Of course, as Mr. Mivart replies,[120] there is no difficulty in supposing anything we choose, or in seeing animals in imagination performing feats[{80}] which never yet have they been known to achieve in fact. But no amount of such suppositions or imaginations will furnish Science with the scantiest apology for a foothold, nor can the germs of language attributed to pithecoid communities or the sagest of their patriarchs, be considered as of any greater value than the speeches put into the mouths of the animals by Æsop or "Uncle Remus."
It is also to be noticed that in these accounts of the origin of language, the essential element of reason is always quietly smuggled in as a matter of course. Thus Mr. Darwin's wisest of the pithecoids was able to "think of" a device for the information of his fellows. There is not the smallest doubt that any creature which had got so far as that would find what he wanted. It is but the old case of the man who was sure he could have written Hamlet had he had a mind to do so. Like him, the ape might have made the invention, if he had a mind to make it;—only he had not got the mind. So too, Professor Romanes' missing links use tones and signs which acquire "more and more" the character of true speech: which could not be unless they contained some measure of that character already. But it is just the first step thus ignored which spans the gulf between man and brute.

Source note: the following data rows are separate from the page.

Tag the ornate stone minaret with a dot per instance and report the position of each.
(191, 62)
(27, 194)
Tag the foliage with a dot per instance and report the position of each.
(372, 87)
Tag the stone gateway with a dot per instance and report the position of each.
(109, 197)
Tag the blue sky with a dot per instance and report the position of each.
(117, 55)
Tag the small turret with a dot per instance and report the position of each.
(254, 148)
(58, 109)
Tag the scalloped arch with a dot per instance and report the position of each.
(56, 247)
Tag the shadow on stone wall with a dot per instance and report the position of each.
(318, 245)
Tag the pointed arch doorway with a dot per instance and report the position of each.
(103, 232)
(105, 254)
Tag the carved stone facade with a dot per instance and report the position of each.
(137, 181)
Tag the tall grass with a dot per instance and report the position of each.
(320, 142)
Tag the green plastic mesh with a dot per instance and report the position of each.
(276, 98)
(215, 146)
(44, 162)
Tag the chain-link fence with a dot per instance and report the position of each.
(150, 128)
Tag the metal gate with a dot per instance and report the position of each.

There is another factor upon which, in conjunction with these suppositions, great stress is wont to be laid, namely that of time; it being apparently taken for granted that if only time enough be given anything whatever may come about. Thus Professor[{81}] Romanes tells us[121] that his imaginary Homo alalus, or speechless man, must probably have lived for an "inconceivably long time," before getting far enough on the road towards speech to give him such an advantage as enabled him to crush out his less accomplished congeners; and that even after this point was reached, another "inconceivable lapse of time" must have been required to turn him into Homo sapiens, or man as he actually is. Immense intervals, he further tells us, must have been consumed in the passage through various grades of mental evolution; "The epoch during which sentence-words prevailed was probably immense"; "It was not until æons of ages had elapsed that any pronouns arose."
Meanwhile, there is no scrap of evidence that as a matter of fact any thing of all this ever happened at all, and as Bunsen has observed no millions of years, even were millions available at discretion, could ever supply the want of the faculty without which nothing in the way of language could ever be accomplished.
(c) Free-will.—Here is another human faculty which Du Bois-Reymond declares never to have been accounted for by natural causation, and he greatly doubts whether it should not be classed among the problems that must be for ever insoluble.
Professor Haeckel, as we have seen, gets rid of all difficulties on this score by laying it down that "the freedom of the will is not an object for critical[{82}] scientific inquiry at all, for it is a pure dogma, based on an illusion, and has no real existence."